Il le sera d’autant plus que certains éléments conjoncturels et des évolutions structurelles ont un impact sur le décalage de transmission de la politique monétaire. «Ce cycle pose un défi assez difficile dans l’identification de la durée du décalage pour diverses raisons», souligne Jim Reid, stratégiste chez Deutsche Bank. L’une d’elles est l’évolution de la masse monétaire. Aux Etats-Unis, par exemple, elle a connu en 2020 le plus grand pic en glissement annuel depuis la Seconde Guerre mondiale, puis en 2021, avant qu’elle ne recule en 2022 pour la première fois depuis 1948. «Le PIB nominal américain a généralement assez bien suivi la masse monétaire depuis 1831», poursuit le stratégiste. Mais cette corrélation n’a pas été aussi forte depuis 2020. Dans ce contexte, le PIB, qui n’a pas pleinement réagi à l’envolée de la masse monétaire, pourrait rester élevé plus longtemps avant de se contracter.
Enigme de l’emploi
Mais la principale inconnue reste l’évolution de l’emploi. La résistance du marché du travail, en plus de l’excès d’épargne, explique en partie celle de la consommation et de l’économie. Les taux de chômage sont historiquement bas aux Etats-Unis comme en Europe.
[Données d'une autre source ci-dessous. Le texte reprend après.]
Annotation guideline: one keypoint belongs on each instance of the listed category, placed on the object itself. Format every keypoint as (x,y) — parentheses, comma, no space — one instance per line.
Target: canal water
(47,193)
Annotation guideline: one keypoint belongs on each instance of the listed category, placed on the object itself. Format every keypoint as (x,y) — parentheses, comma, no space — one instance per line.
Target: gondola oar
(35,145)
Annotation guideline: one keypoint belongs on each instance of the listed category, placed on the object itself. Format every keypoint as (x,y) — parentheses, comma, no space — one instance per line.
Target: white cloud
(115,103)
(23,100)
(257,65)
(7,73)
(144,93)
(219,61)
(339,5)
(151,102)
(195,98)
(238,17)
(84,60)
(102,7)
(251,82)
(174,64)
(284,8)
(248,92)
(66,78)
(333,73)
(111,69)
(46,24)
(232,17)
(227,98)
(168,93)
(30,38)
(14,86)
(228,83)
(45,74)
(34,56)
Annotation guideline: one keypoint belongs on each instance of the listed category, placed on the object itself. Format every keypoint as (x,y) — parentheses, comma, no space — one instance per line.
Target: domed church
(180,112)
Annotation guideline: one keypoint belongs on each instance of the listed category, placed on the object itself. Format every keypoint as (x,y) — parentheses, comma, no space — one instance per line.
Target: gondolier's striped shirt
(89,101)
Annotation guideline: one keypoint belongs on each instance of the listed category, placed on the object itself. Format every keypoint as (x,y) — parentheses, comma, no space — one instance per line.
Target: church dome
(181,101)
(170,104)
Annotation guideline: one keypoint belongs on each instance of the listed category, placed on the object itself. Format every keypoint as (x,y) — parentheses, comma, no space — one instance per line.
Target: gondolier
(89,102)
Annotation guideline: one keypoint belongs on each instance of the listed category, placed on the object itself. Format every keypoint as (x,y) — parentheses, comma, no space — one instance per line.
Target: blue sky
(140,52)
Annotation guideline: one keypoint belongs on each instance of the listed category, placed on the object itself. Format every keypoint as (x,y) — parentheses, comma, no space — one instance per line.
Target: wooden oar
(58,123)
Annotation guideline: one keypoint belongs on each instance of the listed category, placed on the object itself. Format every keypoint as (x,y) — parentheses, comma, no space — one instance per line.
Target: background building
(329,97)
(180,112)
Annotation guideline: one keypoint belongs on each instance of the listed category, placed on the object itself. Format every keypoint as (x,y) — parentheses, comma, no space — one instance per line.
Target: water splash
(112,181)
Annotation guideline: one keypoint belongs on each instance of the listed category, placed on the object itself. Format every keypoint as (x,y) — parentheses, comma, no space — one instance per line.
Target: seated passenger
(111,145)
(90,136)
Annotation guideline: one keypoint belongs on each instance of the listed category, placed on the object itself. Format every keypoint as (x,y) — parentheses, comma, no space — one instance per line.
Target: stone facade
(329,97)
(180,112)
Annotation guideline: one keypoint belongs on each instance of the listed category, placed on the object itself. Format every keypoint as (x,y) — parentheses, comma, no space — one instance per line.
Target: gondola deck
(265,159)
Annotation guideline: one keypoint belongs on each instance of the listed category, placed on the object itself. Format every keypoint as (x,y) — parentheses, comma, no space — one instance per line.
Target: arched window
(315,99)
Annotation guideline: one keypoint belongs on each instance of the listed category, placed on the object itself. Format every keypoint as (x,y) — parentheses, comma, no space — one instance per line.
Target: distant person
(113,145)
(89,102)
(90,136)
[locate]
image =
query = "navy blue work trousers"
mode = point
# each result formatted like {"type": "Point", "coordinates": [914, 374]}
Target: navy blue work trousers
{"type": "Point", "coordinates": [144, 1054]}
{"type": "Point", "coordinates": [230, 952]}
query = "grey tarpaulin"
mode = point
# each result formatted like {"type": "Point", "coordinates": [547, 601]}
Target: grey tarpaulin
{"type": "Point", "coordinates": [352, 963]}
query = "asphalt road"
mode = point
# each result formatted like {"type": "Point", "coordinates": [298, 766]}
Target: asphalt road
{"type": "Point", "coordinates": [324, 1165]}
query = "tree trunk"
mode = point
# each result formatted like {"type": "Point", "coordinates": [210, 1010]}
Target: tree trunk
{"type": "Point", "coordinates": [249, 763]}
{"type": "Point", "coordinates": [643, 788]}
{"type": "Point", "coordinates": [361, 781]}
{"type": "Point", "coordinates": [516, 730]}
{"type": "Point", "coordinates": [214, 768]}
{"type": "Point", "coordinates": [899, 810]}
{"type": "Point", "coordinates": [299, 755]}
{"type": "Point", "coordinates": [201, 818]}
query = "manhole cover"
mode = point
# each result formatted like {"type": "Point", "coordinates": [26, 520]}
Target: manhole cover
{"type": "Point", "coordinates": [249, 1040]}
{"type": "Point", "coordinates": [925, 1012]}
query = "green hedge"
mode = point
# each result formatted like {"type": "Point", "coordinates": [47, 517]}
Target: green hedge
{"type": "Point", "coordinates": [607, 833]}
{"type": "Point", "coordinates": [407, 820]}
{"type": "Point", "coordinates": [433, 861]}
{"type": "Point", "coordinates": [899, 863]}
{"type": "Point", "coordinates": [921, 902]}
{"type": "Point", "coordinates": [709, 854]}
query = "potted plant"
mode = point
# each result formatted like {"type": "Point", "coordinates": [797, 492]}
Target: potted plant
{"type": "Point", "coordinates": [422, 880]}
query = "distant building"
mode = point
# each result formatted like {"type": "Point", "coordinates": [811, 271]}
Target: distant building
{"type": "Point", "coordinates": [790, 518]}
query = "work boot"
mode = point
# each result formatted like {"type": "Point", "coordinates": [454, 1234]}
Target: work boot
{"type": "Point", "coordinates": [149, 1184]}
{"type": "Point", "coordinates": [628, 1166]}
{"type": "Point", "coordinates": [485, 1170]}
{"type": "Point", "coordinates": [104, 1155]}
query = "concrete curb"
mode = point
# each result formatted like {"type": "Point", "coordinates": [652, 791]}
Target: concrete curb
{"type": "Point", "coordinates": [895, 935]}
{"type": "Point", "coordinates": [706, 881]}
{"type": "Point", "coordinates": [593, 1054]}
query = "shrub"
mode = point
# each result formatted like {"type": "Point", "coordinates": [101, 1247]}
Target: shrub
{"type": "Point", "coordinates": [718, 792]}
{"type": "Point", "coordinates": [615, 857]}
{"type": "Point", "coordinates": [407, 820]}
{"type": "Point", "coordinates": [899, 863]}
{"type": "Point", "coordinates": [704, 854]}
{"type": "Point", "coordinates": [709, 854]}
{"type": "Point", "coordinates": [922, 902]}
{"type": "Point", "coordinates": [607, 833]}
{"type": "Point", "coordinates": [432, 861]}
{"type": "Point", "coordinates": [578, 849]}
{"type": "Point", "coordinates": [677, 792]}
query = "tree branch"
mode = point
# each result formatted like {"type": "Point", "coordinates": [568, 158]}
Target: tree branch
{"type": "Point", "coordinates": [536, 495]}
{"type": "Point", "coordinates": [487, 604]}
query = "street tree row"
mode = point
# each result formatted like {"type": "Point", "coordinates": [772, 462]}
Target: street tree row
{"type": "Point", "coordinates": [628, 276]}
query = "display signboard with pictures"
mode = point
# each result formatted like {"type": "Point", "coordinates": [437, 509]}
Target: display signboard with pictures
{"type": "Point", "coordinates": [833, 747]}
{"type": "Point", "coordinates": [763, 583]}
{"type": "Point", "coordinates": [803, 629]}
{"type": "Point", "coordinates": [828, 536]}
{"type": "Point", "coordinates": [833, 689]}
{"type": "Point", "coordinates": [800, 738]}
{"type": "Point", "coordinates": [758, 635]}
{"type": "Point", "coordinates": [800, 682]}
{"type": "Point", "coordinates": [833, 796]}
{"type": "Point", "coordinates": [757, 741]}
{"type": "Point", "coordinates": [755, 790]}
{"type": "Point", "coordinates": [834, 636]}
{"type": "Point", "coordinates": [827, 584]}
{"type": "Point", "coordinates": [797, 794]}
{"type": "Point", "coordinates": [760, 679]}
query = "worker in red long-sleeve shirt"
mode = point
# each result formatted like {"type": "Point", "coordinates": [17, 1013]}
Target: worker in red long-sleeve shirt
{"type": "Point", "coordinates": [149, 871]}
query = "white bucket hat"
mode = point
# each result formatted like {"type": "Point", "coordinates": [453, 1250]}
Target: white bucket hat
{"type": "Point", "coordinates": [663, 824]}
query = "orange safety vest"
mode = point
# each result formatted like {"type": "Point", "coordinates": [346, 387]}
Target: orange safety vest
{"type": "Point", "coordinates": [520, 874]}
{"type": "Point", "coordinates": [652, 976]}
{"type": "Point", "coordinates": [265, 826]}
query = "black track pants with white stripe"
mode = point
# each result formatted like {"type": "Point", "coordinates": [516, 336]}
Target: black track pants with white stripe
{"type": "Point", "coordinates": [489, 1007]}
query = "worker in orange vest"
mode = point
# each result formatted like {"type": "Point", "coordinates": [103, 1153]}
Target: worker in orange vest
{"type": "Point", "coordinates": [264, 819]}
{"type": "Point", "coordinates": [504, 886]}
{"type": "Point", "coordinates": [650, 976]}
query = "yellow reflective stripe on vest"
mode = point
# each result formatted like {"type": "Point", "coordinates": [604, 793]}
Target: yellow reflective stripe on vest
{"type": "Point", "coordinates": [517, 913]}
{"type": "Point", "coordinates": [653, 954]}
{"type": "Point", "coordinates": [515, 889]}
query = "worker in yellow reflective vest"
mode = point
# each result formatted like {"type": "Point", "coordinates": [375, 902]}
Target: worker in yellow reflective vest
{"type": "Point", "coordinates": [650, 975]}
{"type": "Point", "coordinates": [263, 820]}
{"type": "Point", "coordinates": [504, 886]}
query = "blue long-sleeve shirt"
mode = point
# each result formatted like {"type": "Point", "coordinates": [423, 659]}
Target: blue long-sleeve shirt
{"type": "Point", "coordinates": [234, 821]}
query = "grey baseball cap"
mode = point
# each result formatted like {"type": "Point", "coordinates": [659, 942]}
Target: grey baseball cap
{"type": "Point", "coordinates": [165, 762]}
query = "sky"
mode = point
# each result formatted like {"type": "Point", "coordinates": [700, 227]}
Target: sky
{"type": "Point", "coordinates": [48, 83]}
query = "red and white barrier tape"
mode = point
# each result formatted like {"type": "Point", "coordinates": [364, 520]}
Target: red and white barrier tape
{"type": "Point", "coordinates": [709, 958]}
Le bond des créations d’emplois en janvier a témoigné de la force persistante du marché du travail américain, notamment dans le secteur des services.
«L’une des principales raisons de la lenteur anormale de la transmission de la politique monétaire à l’économie est un marché du travail qui reste très tendu aux Etats-Unis», relève Florian Ielpo, responsable de la stratégie macro chez Lombard Odier IM. Alors que les créations d’emploi pour février seront publiées le 10 mars, les inscriptions au chômage ont de nouveau reculé la semaine passée.
Dans la zone euro, l’emploi est aussi la variable qui ralentit la transmission de la politique monétaire. «Nous sommes plus enclins à penser que les surprises en matière d’emploi repoussent les récessions et augmentent les chances de pics de taux directeurs plus élevés et d’un pivot plus lent, plutôt que de rendre la récession moins probable», affirment pour leur part les économistes d’Oxford Economics.
«Une récession sans hausse du chômage n’existe pas», rappelle Florian Ielpo. Pour ce dernier, l’effet de la politique monétaire est déjà perceptible sur l’économie américaine un an après le début des premières hausses de taux. Il estime que cela devrait être le cas à partir de septembre dans la zone euro d’autant que le stimulus lié à la réouverture de la Chine commencera à faiblir. «Si l’emploi tient au cours des prochains mois, le risque que les taux aillent bien plus haut est réel», prévient toutefois le stratégiste de Lombard Odier IM.
Les banquiers centraux veulent absolument éviter une thérapie de choc à la Volcker (ancien président de la Fed, ndlr), avec des taux directeurs supérieurs à l’inflation. Une économie qui ne ralentit pas et une inflation qui reste inerte pourraient les obliger à être beaucoup plus restrictifs, avec des conséquences potentiellement néfastes pour l’économie. «Comprendre le décalage dans la transmission de la politique monétaire à l’économie devrait être le thème macroéconomique le plus important des 12 à 18 prochains mois», conclut Jim Reid.